Giovanni Battista Pergolesi ist Opernfreunden heute fast nur noch durch seine gelegentlich aufgeführte Oper La serva padrona ein Begriff. Das ist eine komische Oper. Wie sehr Pergolesi sich jedoch auf dem Gebiet der ernsten, tragischen, ja dramatischen Oper zu bewegen vermochte, zeigt seine Oper L’Olimpiade. Lange nahezu in Vergessenheit geraten, ist sie in jüngster Zeit etwa 2011 in der italienischen Stadt Jesi in einer szenischen Neuproduktion zur Premiere gekommen, die nun auf DVD dokumentiert ist.

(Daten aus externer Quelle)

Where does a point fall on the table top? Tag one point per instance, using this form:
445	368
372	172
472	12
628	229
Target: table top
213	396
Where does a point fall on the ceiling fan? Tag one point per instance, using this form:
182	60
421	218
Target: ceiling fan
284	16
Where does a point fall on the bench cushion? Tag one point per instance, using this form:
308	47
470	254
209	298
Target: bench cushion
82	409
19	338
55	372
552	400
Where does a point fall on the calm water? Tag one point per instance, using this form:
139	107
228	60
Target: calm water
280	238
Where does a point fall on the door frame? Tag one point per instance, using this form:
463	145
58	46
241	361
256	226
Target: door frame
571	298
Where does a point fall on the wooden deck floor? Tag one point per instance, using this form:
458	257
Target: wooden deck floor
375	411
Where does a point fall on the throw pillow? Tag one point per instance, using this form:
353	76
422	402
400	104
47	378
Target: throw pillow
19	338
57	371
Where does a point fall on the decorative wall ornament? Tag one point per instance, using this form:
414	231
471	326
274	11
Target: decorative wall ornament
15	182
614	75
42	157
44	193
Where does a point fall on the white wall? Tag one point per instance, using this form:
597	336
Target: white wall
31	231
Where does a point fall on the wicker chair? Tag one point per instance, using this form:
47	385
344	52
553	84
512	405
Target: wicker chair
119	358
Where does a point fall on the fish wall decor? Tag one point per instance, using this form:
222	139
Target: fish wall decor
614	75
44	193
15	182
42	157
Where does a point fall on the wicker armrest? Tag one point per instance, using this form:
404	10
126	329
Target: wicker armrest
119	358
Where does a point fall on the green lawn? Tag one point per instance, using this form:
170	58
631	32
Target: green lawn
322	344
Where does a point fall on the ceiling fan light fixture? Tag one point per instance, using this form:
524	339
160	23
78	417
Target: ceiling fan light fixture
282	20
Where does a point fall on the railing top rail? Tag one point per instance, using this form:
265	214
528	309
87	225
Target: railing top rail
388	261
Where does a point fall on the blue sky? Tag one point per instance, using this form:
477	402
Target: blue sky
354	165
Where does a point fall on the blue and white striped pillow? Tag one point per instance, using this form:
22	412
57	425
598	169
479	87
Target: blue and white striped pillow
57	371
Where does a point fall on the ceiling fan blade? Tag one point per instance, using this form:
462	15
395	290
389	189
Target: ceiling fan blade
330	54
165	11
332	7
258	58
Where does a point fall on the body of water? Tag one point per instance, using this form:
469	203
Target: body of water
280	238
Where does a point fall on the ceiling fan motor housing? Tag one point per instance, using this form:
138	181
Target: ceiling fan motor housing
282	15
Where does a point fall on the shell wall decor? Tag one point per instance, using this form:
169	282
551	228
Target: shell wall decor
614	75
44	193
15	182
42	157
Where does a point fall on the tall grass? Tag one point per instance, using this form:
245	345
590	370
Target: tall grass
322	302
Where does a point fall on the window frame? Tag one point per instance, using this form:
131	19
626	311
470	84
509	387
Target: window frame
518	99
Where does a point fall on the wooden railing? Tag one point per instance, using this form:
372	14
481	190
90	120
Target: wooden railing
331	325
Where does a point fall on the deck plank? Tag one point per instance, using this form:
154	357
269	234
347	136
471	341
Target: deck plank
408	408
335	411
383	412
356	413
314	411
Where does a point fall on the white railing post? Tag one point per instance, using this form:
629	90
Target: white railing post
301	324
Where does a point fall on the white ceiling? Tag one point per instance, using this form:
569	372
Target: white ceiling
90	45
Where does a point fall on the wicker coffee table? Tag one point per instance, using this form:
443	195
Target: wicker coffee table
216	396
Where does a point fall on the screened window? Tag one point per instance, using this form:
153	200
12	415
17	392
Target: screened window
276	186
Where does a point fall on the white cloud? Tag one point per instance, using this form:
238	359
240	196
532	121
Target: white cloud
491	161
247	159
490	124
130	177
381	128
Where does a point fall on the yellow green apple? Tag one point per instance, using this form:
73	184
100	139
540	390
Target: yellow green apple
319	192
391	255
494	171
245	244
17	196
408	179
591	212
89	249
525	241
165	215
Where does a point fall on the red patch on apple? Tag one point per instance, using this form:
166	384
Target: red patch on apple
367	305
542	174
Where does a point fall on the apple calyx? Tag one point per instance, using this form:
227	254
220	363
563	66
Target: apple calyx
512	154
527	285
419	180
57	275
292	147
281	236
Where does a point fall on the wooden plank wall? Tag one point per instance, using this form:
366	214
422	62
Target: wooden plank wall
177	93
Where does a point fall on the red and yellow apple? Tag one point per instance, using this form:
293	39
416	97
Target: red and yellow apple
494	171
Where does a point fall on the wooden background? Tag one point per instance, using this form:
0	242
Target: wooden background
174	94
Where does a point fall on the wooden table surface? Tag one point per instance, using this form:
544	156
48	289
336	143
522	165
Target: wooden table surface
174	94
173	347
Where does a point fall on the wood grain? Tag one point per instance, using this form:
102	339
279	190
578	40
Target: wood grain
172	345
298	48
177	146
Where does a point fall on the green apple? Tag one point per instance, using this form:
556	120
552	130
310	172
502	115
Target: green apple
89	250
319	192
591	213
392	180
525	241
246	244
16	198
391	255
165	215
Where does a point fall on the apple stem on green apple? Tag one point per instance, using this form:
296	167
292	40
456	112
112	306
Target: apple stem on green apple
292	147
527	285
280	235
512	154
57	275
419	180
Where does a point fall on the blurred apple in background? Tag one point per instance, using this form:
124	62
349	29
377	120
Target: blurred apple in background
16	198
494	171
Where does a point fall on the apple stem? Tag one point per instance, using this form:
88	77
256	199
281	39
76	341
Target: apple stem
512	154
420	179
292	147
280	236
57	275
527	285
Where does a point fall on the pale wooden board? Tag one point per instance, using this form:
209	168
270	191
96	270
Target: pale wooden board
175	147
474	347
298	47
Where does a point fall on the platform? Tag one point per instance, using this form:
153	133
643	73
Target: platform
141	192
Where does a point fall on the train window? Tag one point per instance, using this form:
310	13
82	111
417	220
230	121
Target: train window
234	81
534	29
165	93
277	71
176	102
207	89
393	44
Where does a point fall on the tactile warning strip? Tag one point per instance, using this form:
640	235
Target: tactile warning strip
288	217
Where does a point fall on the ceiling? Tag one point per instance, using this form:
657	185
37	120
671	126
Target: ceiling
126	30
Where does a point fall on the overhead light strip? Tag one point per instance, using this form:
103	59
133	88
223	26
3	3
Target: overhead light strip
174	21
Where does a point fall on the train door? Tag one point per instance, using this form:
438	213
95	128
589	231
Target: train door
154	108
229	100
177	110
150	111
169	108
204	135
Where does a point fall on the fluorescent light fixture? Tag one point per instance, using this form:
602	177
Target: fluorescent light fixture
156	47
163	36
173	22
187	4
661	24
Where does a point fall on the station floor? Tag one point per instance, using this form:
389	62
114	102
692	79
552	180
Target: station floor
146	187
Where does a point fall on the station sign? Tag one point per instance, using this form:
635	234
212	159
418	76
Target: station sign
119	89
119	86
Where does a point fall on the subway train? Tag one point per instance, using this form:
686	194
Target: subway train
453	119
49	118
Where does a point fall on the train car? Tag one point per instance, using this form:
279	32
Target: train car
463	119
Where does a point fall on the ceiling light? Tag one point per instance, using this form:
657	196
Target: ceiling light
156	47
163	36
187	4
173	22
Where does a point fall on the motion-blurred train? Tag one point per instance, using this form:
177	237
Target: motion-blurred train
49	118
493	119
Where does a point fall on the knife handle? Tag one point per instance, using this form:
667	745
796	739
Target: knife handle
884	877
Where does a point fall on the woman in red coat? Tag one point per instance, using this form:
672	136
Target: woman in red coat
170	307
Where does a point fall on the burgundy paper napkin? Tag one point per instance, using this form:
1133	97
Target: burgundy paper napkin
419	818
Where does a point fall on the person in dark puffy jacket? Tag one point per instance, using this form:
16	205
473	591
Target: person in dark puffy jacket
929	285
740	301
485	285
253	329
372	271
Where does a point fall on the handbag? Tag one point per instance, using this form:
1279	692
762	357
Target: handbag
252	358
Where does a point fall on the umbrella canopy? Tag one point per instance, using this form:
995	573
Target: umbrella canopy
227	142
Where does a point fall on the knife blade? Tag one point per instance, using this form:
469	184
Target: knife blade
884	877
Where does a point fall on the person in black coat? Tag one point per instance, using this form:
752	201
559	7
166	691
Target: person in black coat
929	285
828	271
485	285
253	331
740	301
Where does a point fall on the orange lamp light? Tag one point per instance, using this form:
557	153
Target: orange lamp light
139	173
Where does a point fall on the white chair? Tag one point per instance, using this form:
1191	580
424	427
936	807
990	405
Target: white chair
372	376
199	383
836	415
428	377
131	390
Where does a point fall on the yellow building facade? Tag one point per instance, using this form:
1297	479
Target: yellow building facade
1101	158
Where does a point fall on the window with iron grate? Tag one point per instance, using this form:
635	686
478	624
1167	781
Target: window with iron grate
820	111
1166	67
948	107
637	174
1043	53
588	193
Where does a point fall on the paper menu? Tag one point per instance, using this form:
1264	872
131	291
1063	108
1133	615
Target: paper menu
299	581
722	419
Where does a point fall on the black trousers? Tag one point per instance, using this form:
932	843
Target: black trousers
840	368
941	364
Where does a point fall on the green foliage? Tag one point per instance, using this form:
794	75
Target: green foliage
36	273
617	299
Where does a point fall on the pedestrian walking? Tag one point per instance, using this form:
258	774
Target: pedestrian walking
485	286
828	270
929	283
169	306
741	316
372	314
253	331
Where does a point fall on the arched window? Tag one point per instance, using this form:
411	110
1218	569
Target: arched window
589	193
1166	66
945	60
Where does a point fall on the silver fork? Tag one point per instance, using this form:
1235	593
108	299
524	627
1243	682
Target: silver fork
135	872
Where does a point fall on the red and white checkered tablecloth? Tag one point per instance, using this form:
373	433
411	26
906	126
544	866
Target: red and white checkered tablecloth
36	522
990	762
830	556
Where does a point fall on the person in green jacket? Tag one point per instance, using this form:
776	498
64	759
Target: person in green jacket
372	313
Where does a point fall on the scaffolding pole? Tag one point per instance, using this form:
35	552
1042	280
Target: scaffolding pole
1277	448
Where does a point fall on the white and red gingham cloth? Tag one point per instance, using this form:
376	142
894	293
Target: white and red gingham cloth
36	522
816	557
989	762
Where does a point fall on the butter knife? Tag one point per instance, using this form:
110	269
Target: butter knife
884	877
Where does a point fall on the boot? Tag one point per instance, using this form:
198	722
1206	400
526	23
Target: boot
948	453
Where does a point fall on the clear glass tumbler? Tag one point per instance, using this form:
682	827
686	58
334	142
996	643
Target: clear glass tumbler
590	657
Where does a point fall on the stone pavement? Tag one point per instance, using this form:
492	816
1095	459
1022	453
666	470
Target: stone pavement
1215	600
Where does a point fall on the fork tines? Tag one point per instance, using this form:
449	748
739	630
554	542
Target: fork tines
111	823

Das Libretto stammt vom damals wohl bedeutendsten Operndichter Pietro Metastasio und ist nicht nur von Pergolesi vertont worden. Vor ihm haben etwa Antonio Vivaldi und Antonio Caldara ihre Versionen herausgebracht. Pergolesis Oper ist im Januar 1735 in Rom uraufgeführt worden.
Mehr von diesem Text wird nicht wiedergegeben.